Solomon & Co

Bremen, 2011

To begin the performance the audience gathers in front of a stage with two podiums. Stewards give directions and snipers watch over the proceedings. The buildup holds a similarity to the staging of a political event for a mass audience.

Each member of the audience is presented with a balloon by a steward. Those in attendance are ushered back to a safe distance from the stage. The audience is encouraged to applaud as Elianna Renner and her mother Judith E. Renner-Wassermann, alias ‘Solomon & Co’, come onto the stage.

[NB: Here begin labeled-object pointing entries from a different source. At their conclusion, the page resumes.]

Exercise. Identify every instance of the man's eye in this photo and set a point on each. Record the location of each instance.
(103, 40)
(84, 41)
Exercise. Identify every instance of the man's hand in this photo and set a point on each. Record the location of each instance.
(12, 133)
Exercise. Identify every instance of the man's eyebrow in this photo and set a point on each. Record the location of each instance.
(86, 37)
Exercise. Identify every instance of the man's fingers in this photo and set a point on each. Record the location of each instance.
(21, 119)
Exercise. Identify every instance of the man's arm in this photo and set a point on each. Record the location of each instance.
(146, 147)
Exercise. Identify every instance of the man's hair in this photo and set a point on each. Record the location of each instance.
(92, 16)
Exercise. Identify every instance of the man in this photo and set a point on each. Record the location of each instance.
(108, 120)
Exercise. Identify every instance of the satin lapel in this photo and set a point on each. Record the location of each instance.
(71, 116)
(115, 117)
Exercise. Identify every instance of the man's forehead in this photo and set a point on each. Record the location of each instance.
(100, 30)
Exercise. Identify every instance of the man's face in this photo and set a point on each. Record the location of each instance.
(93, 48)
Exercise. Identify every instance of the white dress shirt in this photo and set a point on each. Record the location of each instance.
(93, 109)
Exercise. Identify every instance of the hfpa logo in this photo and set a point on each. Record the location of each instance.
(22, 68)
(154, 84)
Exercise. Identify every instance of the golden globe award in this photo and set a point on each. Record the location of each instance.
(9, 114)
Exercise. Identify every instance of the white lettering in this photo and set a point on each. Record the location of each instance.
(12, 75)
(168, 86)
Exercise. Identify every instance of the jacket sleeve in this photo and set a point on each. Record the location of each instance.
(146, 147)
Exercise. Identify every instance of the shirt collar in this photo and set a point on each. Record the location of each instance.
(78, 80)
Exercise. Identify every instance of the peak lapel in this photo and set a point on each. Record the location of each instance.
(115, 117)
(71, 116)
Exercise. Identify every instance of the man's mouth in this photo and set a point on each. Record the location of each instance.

An alphabetical word exchange between Elianna Renner and Judith E. Renner-Wassermann then takes place over an old-conical factory PA speaker. The word pattern, which is recited calmly and earnestly, utilizes one first letter accordingly and at first seems to have no real meaning. After listening for some time, however, the power of the individual words, combined with the random and subjective chains of association of two individuals, forms an intentional poetry. The designated space (audience/stage) is declared to be a free space for association, transcending political, historical and generational confines, and in which cycles of recollections are being produced.

After the last word has been spoken Elianna Renner and Judith E. Renner-Wassermann leave the stage. At the same moment the stewards release the balloons, the audience copy the action and the snipers fire into the air in a salutary manner.
After the performance is over, its venue lives on as an abandoned site. Podiums, banners, stage and balloons are left to decay. The words of the finished performance keep on playing in a loop. They become a monument to the completed action and allow the visitors to the Kunstfrühling to enter the exhibition through their associative dialogue.

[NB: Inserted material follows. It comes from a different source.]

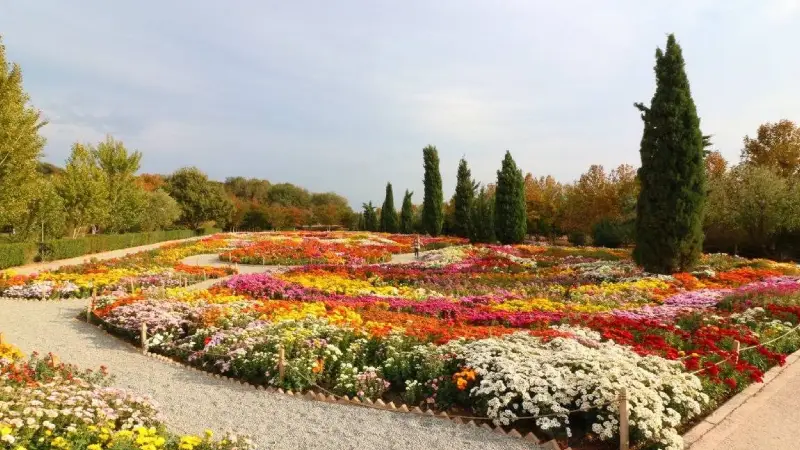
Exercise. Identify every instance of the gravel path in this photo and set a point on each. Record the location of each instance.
(192, 402)
(52, 265)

As visitors come into the entry hall of the exhibition, they are met by a video projection on the floor in which all the words of the performance silently run across the floor in the form of film credits, whilst the audio track can be heard rudimentarily from outside the hall.

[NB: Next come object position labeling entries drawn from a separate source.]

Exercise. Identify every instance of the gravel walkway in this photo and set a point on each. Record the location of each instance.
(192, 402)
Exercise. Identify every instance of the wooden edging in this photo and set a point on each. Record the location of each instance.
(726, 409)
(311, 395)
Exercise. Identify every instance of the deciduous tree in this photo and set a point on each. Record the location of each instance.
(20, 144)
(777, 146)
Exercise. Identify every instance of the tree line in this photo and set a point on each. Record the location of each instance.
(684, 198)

Solomon & Co was performed at the opening of the Gedok Performance Festival during Kunstfrühling 2011 in Bremen. The name Solomon & Co originates from the family name of Elianna Renner and Judith E. Renner-Wassermann’s grandmother. It accentuates the matrilineal nature of a family in which history is passed on orally. This passing on of knowledge is also embodied through the word exchange: despite generation gap and differing experience, mother and daughter share similar associations which create an identity to be passed on at a level transcending generations.